He was opposed in his efforts to make the purchase by Federalists, who, while
they appreciated the expansion of federal power (being Federalists and all),
didn’t like so much money going to a sworn enemy of the English, whom they
liked. So the Federalists made a big stink about Jefferson’s lack of
philosophical consistency, as they themselves showed that they lacked any
philosophical consistency by opposing an expansion of federal power, which,
philosophically, they supported.

Had Jefferson been a stickler for his philosophy, American history would have
taken a dramatically different course. Instead of a sprawling and vibrant
democracy powered by Manifest Destiny in the 19th and 20th
centuries, the United States would have been hemmed in by European powers
France, Spain and Great Britain, where it would have become at best a
second-rate power.

It is important to have philosophic principles in public policy. But as Everett
Dirksen, the illustrious Illinois senator, once said, “I am a man of fixed and
unbending principles, the first of which is to be flexible at all times.”

I thought of all this as I saw Rand Paul grapple with what should be an easy
question about the Civil Rights Act of 1964. To be philosophically consistent,
the Civil Rights Act of 1964 presents a challenge. As an abiding principle,
having the government dictate private activity is problematic, especially if
you are a libertarian.

That may all be true in a perfectly philosophical, ideological world, but in
the real world, it makes no sense. Of course the Civil Right Act of 1964 was
the correct course of action. Allowing private businesses, like restaurants,
motels and grocery stores, to discriminate on the basis of race was morally
wrong, and stopping that discrimination required action by the federal
government, because of the widespread racial policies that were enacted in most
Southern states throughout the first half of the 20th century.

Paul bungled the question because his ideological outlook clouded his moral and
political judgment.

That is a common mistake by rookie politicians.

They rely on their ideology rather than their instincts to make judgments about
public policy matters, and they get caught up defending arguments that are
absurd on their face.

Conservative thinkers used to be anti-ideological. They used to understand that
ideology is the antithesis of common sense. They used to believe instinctively
that tradition, experience, character and virtues like temperance, humility,
diligence, charity, patience and thrift would help lead people to make the
right conclusions about public policy.

Ideology came from the far left, in the form of Marxism and then communism, and
from the far right, in the form of rabid nationalism, fascism and racism.

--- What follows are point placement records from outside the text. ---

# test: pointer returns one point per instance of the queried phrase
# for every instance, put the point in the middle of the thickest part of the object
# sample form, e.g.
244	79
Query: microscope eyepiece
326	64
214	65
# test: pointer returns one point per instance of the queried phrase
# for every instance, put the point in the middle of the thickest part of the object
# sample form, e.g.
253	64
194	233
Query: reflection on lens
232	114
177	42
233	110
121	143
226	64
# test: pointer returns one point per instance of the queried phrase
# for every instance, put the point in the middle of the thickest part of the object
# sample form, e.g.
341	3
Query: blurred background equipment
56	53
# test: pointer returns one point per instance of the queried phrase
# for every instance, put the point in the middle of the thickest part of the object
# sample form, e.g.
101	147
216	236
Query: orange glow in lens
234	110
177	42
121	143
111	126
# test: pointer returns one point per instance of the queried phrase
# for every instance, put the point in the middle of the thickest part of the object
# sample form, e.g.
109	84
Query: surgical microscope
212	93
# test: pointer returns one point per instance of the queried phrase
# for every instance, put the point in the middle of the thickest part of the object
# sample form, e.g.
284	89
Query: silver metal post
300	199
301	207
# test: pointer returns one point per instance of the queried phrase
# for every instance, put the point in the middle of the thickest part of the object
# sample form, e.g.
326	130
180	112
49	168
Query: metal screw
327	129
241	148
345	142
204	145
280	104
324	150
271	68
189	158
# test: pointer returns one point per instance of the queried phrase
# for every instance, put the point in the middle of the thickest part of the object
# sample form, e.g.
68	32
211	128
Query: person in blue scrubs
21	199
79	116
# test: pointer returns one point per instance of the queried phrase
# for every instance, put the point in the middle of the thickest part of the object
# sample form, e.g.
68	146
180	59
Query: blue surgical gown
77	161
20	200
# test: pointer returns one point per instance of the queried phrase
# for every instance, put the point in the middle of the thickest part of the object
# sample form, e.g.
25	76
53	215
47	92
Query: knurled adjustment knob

True conservatives, like Russell Kirk and Bill Buckley, building on the
intellectual foundations established by Edmund Burke, distrusted foolish
ideology.

Conservatives today should similarly reject conservative ideologues who put
theory first and leave common sense on the cutting-room floor.

Reductio ad absurdum is a form of
argument in which following implications to their absurd conclusion disproves a
proposition. Both libertarianism and socialism, as ideologies, are vulnerable
to this form of argument, as Rachel Maddow schooled Rand Paul on earlier this
week. Common-sense conservatism, by definition, is invulnerable to this form of
argument, because it explicitly rejects the absurd as a matter of course.

Conservatives are better off when they embrace common sense and reject a
slavish devotion to ideology, no matter how compelling it might be.